Handchir Mikrochir Plast Chir. 1989 Sep;21(5):270-5.
Late results following operative and conservative treatment of 215 ligamentous injuries with injured metacarpophalangeal and interphalangeal joints are presented. These 215 cases represent 77,4% of all hand injuries which were treated in the years 1976 to 1981 at the Traumatological Department of Essen University. Mobility, stability, and function were used to evaluate and compare the late results. A modification of the scheme of Buck-Gramcko et al. for the evaluation of finger's mobility after flexor tendon injuries was employed. 75% of late results were judged to be "good to very good", 16,5% "satisfactory", and 8,5% "poor". The most important influences on the late results were found to be the time between injury and treatment and the patient's age. Further factors were open injuries and the destruction of large parts of the palmar plate. The late results in cases after surgery were much better than those after conservative treatment. Only injuries without total rupture of the palmar plate or collateral ligaments - which were in nearly all cases treated conservatively - reached good or very good late results in over 90%. A better evaluation of the bony injuries could be achieved by special X-ray technique such as magnification views of the involved joints. If the duration of immobilisation is shortened a better restoration of full joint mobility is ensured without disturbing joint stability.
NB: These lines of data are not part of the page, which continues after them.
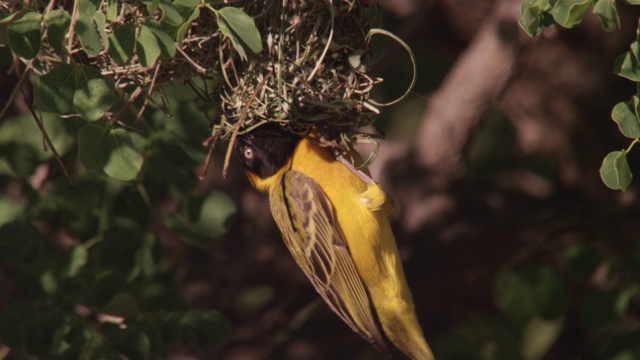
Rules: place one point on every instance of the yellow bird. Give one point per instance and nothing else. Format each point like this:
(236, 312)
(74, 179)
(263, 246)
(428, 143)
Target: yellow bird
(333, 219)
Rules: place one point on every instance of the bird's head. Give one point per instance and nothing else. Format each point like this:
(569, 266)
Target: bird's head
(264, 152)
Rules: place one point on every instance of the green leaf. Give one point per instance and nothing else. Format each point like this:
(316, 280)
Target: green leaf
(147, 46)
(43, 333)
(539, 335)
(88, 7)
(191, 4)
(58, 22)
(92, 144)
(615, 171)
(170, 15)
(203, 218)
(530, 17)
(24, 33)
(625, 115)
(123, 161)
(19, 242)
(76, 260)
(583, 260)
(23, 129)
(241, 29)
(88, 35)
(122, 304)
(94, 93)
(10, 210)
(122, 43)
(112, 10)
(130, 341)
(569, 13)
(100, 21)
(627, 66)
(152, 5)
(608, 14)
(165, 42)
(55, 89)
(625, 296)
(182, 31)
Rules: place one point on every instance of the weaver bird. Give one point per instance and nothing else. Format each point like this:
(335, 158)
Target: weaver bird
(333, 219)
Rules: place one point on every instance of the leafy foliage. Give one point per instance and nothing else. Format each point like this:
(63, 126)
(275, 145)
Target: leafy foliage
(537, 14)
(83, 273)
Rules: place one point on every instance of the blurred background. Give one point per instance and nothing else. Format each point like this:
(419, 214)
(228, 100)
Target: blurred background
(512, 245)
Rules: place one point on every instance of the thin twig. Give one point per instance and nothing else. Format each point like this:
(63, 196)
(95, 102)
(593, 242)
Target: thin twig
(16, 88)
(240, 122)
(47, 139)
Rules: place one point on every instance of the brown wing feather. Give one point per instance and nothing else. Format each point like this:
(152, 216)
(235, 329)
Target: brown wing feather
(314, 238)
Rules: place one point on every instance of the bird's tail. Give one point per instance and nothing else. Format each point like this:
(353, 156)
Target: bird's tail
(404, 331)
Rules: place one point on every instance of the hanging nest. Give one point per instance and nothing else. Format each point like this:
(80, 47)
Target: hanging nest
(310, 74)
(312, 70)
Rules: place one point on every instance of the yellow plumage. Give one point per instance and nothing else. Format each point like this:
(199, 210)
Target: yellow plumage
(335, 226)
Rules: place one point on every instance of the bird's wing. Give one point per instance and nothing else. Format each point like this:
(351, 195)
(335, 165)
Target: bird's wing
(308, 224)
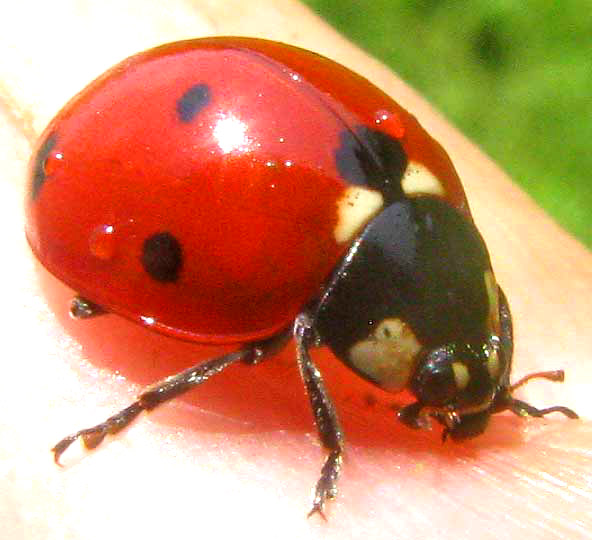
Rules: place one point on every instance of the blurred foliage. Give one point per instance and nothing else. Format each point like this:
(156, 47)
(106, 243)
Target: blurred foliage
(516, 77)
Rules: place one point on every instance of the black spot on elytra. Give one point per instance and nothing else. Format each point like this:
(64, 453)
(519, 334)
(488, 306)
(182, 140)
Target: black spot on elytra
(38, 175)
(192, 102)
(374, 159)
(162, 257)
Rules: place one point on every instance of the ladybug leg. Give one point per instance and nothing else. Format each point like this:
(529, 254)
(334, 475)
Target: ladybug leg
(325, 416)
(167, 389)
(81, 308)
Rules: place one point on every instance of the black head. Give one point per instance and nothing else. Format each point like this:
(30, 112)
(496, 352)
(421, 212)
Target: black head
(415, 305)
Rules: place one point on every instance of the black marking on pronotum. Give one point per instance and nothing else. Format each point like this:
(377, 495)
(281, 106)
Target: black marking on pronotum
(162, 257)
(192, 102)
(38, 175)
(374, 159)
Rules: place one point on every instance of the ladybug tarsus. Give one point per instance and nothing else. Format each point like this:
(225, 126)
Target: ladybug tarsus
(150, 398)
(521, 408)
(325, 416)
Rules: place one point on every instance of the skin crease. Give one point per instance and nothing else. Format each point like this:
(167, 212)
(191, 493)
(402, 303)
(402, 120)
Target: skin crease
(239, 455)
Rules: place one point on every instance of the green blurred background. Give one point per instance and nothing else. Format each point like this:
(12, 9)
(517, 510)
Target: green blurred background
(514, 75)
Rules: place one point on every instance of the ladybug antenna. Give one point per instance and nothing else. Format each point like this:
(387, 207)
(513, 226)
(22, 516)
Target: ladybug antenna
(521, 408)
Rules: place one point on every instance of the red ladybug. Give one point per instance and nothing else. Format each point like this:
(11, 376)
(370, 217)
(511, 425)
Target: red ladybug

本文报告了215例掌指关节和指间关节韧带损伤经手术及保守治疗后的远期疗效。这215例病例占1976年至1981年埃森大学创伤科收治的所有手部损伤的77.4%。采用活动度、稳定性和功能来评估和比较远期疗效。采用了Buck - Gramcko等人的方案改良版来评估屈指肌腱损伤后手指的活动度。75%的远期疗效被判定为“良好至非常好”,16.5%为“满意”,8.5%为“差”。发现对远期疗效最重要的影响因素是受伤与治疗之间的时间间隔以及患者年龄。其他因素包括开放性损伤和掌板大部分破坏。手术治疗病例的远期疗效远优于保守治疗病例。只有掌板或侧副韧带未完全断裂的损伤(几乎所有这些病例均采用保守治疗),超过90%能达到良好或非常好的远期疗效。通过特殊的X线技术,如受累关节的放大视图,可以更好地评估骨损伤。如果缩短固定时间,可以确保关节完全活动度更好地恢复,同时不影响关节稳定性。